In conclusion, it is clear that Richard and Britannia Willis affiliated with the Quakers. Apparently, the Friend’s connection ended with Ann’s death. Possibly she was the motivating factor for the family’s involvement in the sect.

_____________________

[1]John Willis, died 1712, patented a 50-acre tract named Wantage in Dorchester County in 1702.

[2]Palmer, Katherine H., transcribed Baptism Record, Old Trinity Protestant Episcopal Church, Church Creek, MD, (Cambridge, MD), 19, baptisms of son Richard’s children Mary (1754), John (1755), Elizabeth (1758) and Richard (1761); son John’s child Jarvis (1758); son Andrew’s children Keziah (1770) and George (1775).

[3]See www.barrattschapel.org

[4]Caroline County, MD Land Records, Liber JR-R, Folio 115, 29 Oct 1831 deed for ½ acre from Foster Willis and Wife Ann to trustees of the Methodist Church, proved 31 Jan 1832.

[5]Actually, this family were Nicholites, or New Quakers, until that sect reunited with the Quakers in 1798. See Carroll, Kenneth Lane, Joseph Nichols and the Nicholites: A Look at the “New Quakers” of Maryland, Delaware, North and South Carolina (Easton, Maryland: The Easton Publishing Company, 1962), 78, Births of the children of Andrew and Sarah Willis: Andrew, 3 Nov 1774; Mary, 5 Dec 1770; Rhoda, 18 May 1766; Roger, 14 May 1768; and Shadrick, 15 May 1772. Births of children of Thomas and Sina Willis: Anne, 5 Dec 1770; Elic, 1 Feb 1785; Jesse, 15 Feb 1773; Joshua, 15 Dec 1774; Milby, & Aug 1768; Milley, 3 Feb 1784; Thomas, 28 Oct 1776; and William 20 Sep 1771.
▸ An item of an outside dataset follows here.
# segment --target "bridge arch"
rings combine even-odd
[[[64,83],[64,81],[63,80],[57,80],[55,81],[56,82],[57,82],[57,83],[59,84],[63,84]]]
[6]Ancestry.com, U.S., Quaker Meeting Records, 1681-1935: Births & Deaths, 1790-1828, Wilmington Monthly Meeting, New Castle, Delaware. Birth records are all at p. 19; Burial records at pp. 7, 8, and 10, respectively.

[7]Cranor, Henry Downes, Marriage Licenses of Caroline County, Maryland, 1744-1815(Philadelphia: Henry Downes Cranor, 1904), 18.

[8]Browne, William Hand, Archives of Maryland v.2, Proceedings and Acts of the General Assembly of Maryland, April 1666 – June 1676(Baltimore: Maryland Historical Society, 1884), 270, Naturalization of John Gootee and Margarett Gootee his wife of Dorchester County and Stephen Besson of Dorchester County all born in the Kingdom of France. Act read as being passed by the Assembly at 19 Apr 1671 closing of the session on the General Assembly, which began 27 Mar 1671 in St. Mary’s County.

[9]The typewritten text on the cover page reads, “II Department of Friends’ Records, 302 Arch Street, Phila., PA, Wilmington Monthly Meeting, Del., Births and Deaths, 1790-1828, Births 22 pp.; Deaths 11 pp.; Index 32 pp.”

[10]This record, however, does not include the couple’s two eldest daughters, Rebecca, born 9 Nov 1788, and Dorcas, born between 1790 and 1793.

[11]Jacobsen, Phebe R., Quaker Records in Maryland(Annapolis: The Hall of Records Commission, State of Maryland, 1966), 78, In 1800, by permission of the Southern Quarterly, a Monthly Meeting was established at Northwest Fork, consisting of Marshy Creek [Note: later named Snow Hill and then Preston], Centre, and Northwest Fork Preparative Meetings … When the Separation occurred within the Philadelphia Yearly Meeting in 1827, the Southern Quarterly Meeting was simply dissolved by the Orthodox.”

[12]  Carroll, Kenneth Lane, Quakerism on the Eastern Shore(Baltimore: The Maryland Historical Society, Garamond/Pridemark Press, 1970) 255, Ann Willis daughter of Richard and Britana [sic] born 19 Apr 1799; 260, Ann Willis daughter of Richard died 22 Sep 1834.